Here are some sample scenarios:
Do you own an interior design business? Office out of a warehouse you own, with furniture you've purchased for an eventual client's home (inventory)? Does your spouse stay at home with the kids? Get a piece of paper and add up the values of all of the assets in the business, and talk to your business partners or favorite employees about what you would like happen in the event of your death. Then consider the income you currently bring home, the current value of your mortgage and any other debt you hold, and the big goals you have for your kids. With those values written down, approach a trusted life insurance agent, or a better first step would be a fiduciary financial advisor like a CERTIFIED FINANCIAL PLANNER™.
Do you own a graphic design business? Your only "asset" is your laptop because you work from home? This situation is a little simpler in some ways. If you feel you don't need a succession plan for your business, then consider your income level, and what would be needed for your heirs after you pass away. For a very rough estimate, you can use the retirement "rule of thumb" of 4%. As referenced in the example above, if you make $100,000 per year, then a $2,500,000 policy should allow your spouse to pull 4% (or $100,000) safely over a long period of time. This is an oversimplification, so it still makes sense to speak to a professional.
Are you fresh out of college and researching life insurance articles? Did you read somewhere that you need to buy life insurance as a self-employed person? You can probably afford to wait. Life insurance exists to protect your loved ones, so it's up to you to what extent you wish to do that.
If you and your spouse both work, and make relatively similar incomes, and strive to live off of one income, you are a financial planner's dream. But seriously, this is a scenario where you might consider waiting on insurance as well.

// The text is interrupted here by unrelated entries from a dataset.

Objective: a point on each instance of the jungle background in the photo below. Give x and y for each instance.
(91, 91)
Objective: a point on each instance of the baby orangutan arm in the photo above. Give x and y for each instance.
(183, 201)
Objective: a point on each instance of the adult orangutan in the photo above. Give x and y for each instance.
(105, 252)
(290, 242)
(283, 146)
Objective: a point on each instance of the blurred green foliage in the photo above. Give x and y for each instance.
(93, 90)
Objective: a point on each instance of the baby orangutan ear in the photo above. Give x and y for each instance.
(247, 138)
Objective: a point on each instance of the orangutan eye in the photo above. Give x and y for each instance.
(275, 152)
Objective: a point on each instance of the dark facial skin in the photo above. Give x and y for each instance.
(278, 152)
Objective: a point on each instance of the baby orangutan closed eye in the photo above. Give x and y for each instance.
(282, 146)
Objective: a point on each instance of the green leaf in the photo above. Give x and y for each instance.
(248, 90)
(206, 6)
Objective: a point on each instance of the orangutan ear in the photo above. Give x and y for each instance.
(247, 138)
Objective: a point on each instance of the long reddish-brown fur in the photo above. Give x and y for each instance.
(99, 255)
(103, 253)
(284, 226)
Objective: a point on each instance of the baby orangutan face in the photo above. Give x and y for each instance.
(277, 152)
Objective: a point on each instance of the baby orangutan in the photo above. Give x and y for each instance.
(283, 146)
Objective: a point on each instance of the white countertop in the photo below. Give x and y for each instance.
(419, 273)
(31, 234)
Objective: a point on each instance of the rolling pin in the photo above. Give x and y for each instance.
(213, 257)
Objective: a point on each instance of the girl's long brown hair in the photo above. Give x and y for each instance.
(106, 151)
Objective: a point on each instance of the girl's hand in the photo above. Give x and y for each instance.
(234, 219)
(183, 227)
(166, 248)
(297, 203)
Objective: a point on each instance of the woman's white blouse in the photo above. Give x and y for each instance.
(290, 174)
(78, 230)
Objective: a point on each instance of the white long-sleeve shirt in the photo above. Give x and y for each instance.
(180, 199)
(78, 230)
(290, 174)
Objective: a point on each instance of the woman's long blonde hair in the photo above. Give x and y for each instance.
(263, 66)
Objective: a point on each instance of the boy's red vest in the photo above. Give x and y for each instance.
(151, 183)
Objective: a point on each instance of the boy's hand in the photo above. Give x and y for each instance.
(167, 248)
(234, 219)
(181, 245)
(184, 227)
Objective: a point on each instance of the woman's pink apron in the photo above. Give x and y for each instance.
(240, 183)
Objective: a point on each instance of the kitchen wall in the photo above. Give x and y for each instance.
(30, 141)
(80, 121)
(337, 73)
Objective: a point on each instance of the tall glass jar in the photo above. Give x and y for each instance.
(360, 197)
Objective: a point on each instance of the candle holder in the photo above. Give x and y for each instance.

I can see people in the insurance agency pulling out their hair over this one, but if you and your spouse believe that one of you could do OK to provide for the family without the other's income, then why insure each other's lives? This is where I am. I believe if my husband passed away or vice versa, we could individually build a career to support a family. He feels the same way too, but we don't have kids yet. I don't think it's a bad idea to look into a $1 million term policy on each other. If Clay passed away I would be devastated - it would take a minimum of several months to get to the point where I could even look at work or adulting again. In that case, life insurance would be a major comfort in a terrifying and unexpected time.
To end, I'll introduce a concept called Insurance Risk Tolerance. Each of us is different, and we all have different needs and wants. The concept of risk tolerance applies to many things in life like your investments, it reflects both your willingness, ability, and need to take risks. You can assess your life insurance needs dollar by dollar and try to pick the perfect amount, but maybe you just want more or less coverage. Some people desire more coverage "just to be safe," while others don't want to waste the money. I see clients that come in over-insured, but their "buddy" sold them the insurance so it's "OK." They refuse to cancel it because there is no way their buddy would lead them astray.
There are also a lot of good insurance agents out there who don't oversell. They can be hard to find, so I suggest asking as many questions as possible.
Is this term or permanent life insurance?
Why is this the best option for me?
How are you compensated for this policy?
Ask questions, talk to your loved ones, and decide what's right for you. My only wish and prayer is that you don't get oversold!